(Reuters) – Brazilian state-run oil company Petrobras loosened its dividend policy and raised capital spending projections in a new five-year strategic plan unveiled late on Wednesday that was cheered by analysts and investors.
In a securities filing, Petroleo Brasileiro SA (PETR4.SA), as the company is formally known, said it was ending its previous dividend policy, which had effectively banned extraordinary dividend payments for years, now that it had brought its gross debt under $60 billion as planned.
Under its new plan, as long as gross debt remains under $65 billion and the company makes a profit, it will pay out 60% of the difference between its operating cash flow and investment every quarter.
It also set a minimum annual dividend payout of $4 billion during years when Brent crude averages more than $40 a barrel, regardless of its debt levels.
Preferred shares in the company listed in Brazil were up 3% by 1510 GMT, outperforming the country’s benchmark Bovespa equities index (.BVSP), which was 1.3% higher.

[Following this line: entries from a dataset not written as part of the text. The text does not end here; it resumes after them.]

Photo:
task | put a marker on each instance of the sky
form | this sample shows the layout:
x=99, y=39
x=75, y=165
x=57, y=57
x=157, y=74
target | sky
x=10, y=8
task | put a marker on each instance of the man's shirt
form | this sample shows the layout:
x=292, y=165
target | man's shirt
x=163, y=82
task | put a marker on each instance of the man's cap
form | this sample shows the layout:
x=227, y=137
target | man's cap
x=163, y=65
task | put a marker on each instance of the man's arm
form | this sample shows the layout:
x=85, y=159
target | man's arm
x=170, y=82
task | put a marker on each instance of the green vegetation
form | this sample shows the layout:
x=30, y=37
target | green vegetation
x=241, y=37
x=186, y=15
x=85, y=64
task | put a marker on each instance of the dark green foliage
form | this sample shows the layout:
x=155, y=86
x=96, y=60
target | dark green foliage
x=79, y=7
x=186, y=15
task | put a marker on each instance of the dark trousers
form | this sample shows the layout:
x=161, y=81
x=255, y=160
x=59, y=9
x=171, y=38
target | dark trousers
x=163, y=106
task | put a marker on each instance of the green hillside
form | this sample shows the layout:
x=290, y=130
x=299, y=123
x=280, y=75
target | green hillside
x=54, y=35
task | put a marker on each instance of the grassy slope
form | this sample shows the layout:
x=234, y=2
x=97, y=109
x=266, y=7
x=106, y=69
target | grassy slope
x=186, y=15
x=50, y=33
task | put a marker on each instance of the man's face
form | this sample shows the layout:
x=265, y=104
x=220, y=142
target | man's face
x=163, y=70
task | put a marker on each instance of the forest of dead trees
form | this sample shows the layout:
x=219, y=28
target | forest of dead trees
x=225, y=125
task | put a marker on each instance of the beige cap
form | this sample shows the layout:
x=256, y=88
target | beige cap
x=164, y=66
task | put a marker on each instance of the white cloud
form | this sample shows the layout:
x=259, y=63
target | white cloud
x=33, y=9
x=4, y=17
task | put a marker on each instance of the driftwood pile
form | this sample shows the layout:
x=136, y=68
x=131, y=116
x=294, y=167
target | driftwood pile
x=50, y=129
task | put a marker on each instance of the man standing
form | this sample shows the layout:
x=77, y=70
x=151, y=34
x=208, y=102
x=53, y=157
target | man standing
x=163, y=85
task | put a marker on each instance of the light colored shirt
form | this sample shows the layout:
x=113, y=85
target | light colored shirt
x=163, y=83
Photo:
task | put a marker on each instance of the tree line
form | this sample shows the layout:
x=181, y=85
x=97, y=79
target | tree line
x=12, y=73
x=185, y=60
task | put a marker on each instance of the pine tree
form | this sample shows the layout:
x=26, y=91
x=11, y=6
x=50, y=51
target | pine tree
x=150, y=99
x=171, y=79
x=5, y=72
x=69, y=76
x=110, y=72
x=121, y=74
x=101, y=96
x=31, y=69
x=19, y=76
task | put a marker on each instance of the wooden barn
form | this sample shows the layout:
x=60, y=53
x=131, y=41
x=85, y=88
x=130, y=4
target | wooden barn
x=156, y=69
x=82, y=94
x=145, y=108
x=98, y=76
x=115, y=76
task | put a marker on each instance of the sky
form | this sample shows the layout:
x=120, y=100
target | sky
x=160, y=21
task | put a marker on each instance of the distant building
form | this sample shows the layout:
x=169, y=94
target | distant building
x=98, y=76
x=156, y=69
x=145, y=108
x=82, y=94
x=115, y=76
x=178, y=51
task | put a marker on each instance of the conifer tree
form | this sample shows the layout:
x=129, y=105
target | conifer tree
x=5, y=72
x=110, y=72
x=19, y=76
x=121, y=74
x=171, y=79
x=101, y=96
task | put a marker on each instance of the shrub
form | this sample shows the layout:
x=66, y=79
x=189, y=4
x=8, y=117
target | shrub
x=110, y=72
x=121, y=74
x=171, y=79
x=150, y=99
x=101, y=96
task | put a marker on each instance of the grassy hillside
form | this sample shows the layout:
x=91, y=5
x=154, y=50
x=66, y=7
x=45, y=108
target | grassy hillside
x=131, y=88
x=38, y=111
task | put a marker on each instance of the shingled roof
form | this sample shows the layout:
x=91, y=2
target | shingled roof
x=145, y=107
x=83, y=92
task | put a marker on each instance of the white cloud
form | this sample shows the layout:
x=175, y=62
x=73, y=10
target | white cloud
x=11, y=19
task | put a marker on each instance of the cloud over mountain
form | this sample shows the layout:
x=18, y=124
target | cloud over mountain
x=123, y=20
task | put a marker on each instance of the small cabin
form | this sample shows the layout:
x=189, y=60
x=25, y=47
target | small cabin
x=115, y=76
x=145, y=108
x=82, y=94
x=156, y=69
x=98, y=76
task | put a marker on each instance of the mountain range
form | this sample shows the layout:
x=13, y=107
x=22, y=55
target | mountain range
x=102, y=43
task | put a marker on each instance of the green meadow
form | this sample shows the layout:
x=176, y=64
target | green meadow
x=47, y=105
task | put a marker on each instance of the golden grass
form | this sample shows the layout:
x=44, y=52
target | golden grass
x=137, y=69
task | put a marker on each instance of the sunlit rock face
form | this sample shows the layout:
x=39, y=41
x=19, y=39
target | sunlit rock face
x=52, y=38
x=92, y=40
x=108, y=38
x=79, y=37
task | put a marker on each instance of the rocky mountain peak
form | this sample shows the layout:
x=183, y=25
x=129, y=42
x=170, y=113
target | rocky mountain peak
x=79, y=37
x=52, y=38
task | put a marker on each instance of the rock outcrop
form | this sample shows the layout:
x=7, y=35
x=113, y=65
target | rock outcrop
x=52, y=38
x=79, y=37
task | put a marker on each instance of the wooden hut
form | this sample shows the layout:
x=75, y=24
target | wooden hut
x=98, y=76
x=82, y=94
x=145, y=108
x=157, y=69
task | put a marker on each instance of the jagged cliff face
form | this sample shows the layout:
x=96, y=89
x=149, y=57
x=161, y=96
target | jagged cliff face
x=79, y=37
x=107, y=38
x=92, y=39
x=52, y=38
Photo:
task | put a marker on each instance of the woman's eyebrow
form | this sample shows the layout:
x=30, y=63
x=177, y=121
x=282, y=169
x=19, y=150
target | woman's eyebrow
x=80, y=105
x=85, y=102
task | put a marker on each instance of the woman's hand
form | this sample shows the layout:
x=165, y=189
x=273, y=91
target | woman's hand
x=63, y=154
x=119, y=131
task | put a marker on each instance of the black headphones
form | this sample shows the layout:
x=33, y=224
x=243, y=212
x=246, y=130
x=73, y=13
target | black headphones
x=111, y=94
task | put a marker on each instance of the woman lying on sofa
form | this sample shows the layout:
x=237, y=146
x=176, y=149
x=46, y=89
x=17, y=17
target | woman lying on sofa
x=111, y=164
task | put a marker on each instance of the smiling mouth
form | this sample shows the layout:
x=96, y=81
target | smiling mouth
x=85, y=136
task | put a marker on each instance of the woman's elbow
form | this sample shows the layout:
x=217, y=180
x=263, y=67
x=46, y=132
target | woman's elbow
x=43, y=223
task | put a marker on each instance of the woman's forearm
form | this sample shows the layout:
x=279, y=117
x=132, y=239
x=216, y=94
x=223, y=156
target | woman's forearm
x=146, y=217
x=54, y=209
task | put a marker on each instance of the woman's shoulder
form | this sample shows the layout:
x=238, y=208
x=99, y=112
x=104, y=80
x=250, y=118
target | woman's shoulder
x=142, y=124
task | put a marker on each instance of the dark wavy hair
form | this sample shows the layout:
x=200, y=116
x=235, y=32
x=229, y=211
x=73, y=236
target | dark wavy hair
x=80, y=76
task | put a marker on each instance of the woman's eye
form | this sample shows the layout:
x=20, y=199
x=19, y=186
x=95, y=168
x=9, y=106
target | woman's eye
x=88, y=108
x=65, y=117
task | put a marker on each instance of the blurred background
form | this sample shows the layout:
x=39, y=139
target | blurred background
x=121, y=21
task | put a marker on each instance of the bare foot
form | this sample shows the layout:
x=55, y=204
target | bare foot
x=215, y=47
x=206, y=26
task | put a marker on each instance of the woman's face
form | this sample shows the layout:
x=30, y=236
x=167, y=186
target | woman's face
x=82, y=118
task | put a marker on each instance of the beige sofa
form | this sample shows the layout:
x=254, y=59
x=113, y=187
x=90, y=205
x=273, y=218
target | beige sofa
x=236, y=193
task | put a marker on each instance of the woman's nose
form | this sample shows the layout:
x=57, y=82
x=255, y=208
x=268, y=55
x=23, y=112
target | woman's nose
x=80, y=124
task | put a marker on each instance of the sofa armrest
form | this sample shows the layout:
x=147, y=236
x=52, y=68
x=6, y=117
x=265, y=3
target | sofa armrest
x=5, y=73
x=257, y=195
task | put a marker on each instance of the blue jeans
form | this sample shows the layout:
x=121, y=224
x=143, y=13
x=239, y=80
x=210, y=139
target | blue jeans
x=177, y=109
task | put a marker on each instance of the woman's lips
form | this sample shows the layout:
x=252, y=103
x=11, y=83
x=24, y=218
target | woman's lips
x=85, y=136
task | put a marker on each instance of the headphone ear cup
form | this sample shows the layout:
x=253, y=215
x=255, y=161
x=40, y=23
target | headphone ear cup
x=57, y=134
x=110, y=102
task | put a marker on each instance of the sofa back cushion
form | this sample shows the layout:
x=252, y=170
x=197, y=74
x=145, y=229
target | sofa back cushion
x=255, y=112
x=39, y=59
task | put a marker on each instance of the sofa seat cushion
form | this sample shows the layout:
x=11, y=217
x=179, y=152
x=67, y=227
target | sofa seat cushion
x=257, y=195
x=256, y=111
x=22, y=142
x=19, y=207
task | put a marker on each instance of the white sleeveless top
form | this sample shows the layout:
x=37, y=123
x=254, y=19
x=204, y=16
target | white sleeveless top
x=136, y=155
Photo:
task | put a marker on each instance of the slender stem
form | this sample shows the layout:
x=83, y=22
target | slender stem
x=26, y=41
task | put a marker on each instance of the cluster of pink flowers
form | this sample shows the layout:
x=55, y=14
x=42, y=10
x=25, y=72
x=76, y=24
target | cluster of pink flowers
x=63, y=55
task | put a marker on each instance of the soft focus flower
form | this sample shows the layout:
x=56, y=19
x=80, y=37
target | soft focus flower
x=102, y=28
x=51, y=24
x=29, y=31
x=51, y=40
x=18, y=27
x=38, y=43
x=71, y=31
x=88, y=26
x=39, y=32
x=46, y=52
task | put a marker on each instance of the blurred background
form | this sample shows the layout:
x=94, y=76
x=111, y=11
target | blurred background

For the five-period covered by the plan – 2022 through 2026 – Petrobras said it expected to distribute $60 billion to $70 billion in total dividends.
Credit Suisse analysts Regis Cardoso and Marcelo Gumiero wrote in a note to investors that given the company’s current market value of about $67 billion, shareholders would “get their money back” in five years if Brent averaged $61 a barrel.
Also in the company’s new business plan, Petrobras said it expected to invest $68 billion, a sharp increase from $55 billion under its old five-year plan, as it seeks to boost oil production in Brazil’s offshore pre-salt area.
Petrobras discovered oil in the area, which is trapped below a thick layer of salt, in 2006, and it has become the center of the company’s exploration and production operations in recent years. read more
The company, which has so far mainly paid lip service to emissions concerns, said it would dedicate $1.8 billion toward decarbonization efforts under the new plan. It said its decarbonization projects would include eliminating gas flaring and electrifying its offshore platforms.
Analysts at Brazil’s Banco BTG Pactual said on balance the new plan was positive for investors but they questioned the company’s capital expenditure (capex) mix.
They said the profitable exploration and production division would not get a proportionate boost in new spending while the percentage of capex going to its less profitable refining business would rise to 9% from 7% under the old plan.